AX=0040 BX=0000 CX=0000 DX=0000 SP=FD24 BP=0000 SI=0000 DI=0000
DS=0040 ES=049F SS=04B1 CS=FFFF IP=FFFF OV DN EI NG ZR AC PE CY
FFFF:FFFF 00EA ADD 21
Could someone explain to me why that is?
I wrote a similar program for PC-DOS 2.0 and it worked. (Just with 21h, 4Ch to terminate, which isn't supported by PC-DOS 1.0)
PS: I do this out of historical curiosity, so...
CodePudding user response:
I can answer one part of your question definitively: How can you properly exit a DOS .EXE program when Int 21h/AH=4Ch is unavailable in DOS 1.0?
The primary way is to use Int 20h, however there is a caveat. When you use Int 20h you must set CS to the segment that the Program Segment Prefix (PSP) is at. The problem is that in an EXE program CS doesn't point to the PSP segment, it points to a separate code segment!
The general solution for this is to use the fact that DS (and ES) points to the PSP segment in an EXE program at startup. You can also use the fact that there is an Int 20h instruction in the first word of the PSP. We can use a FAR Return to PSP_Segment:0000h to execute the Int 20h in the PSP to exit the program.
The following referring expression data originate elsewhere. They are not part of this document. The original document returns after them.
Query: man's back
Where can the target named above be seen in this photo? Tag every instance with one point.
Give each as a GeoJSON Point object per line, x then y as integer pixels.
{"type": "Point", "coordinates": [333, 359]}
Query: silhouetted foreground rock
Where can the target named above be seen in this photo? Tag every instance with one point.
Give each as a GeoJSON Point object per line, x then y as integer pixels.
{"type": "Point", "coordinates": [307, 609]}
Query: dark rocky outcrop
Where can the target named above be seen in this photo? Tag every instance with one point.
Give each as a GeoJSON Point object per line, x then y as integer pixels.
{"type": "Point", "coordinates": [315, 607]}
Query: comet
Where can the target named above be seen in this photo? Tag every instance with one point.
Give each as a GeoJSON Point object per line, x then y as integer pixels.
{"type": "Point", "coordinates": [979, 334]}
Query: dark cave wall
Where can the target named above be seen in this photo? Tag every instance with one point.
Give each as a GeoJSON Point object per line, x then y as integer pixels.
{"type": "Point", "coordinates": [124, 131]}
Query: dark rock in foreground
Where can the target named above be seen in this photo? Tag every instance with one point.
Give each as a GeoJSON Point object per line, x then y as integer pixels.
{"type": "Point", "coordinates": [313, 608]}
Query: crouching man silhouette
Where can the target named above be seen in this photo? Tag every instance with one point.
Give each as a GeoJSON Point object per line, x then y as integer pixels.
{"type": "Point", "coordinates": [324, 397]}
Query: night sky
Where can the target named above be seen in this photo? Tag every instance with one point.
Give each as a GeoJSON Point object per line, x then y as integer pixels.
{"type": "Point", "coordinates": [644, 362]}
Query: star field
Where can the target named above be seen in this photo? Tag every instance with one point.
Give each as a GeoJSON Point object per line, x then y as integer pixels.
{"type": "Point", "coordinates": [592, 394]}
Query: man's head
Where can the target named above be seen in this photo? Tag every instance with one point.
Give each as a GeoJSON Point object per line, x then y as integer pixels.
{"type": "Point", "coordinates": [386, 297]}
Your code for terminating a DOS .EXE program could look something like:
stack segment stack
db 80h dup(?)
stack ends
data segment
data ends
code segment
main proc far ; Marking this `far` will make the
; assembler convert RET to a FAR RETURN
push ds ; DS = PSP, save PSP segment on stack
; Insert program code here.
; Make sure the stack is balanced when finished
; -----------------
assume cs:code,ds:data
mov dx, data
mov ds, dx
; -----------------
; Exit EXE program with FAR Return to PSP_Segment:0000h where
; an Into 20h resides in the word at offset 0000h in the PSP
xor ax, ax ; AX = 0
push ax ; Push 0 on the stack
; Note: `PUSH` with an immediate value
; wasn't a valid instruction on
; Intel 8088/8086 processors
; At this point the DS (PSP) pushed at the beginning of the program
; and the value 0000h forms a CS:IP FAR pointer on the stack
; A FAR return is done since
; procedure main was declared as FAR
ret ; Return to PSP_Segment:0000h via FAR pointer
; on the stack and execute
; the Int 20h at that address
main endp ; End of procedure main
code ends
end
I believe there might be a bug in the original version of DEBUG that is causing a problem with tracing, but I can't be certain and I don't have a PC-DOS 1.0 environment handy to try it out. I am beginning to think that trace is tracing more than one instruction and possibly doing Int 21h and then Int 20h together. The int 20h is failing for the reason given in the prior section.
Notes
In COM programs CS is the segment that has the PSP and your code. The PSP is the first 256 bytes of the segment and why COM programs have an origin point (ORG) of 100h. This is why Int 20h works in this environment assuming you don't change CS yourself within the code.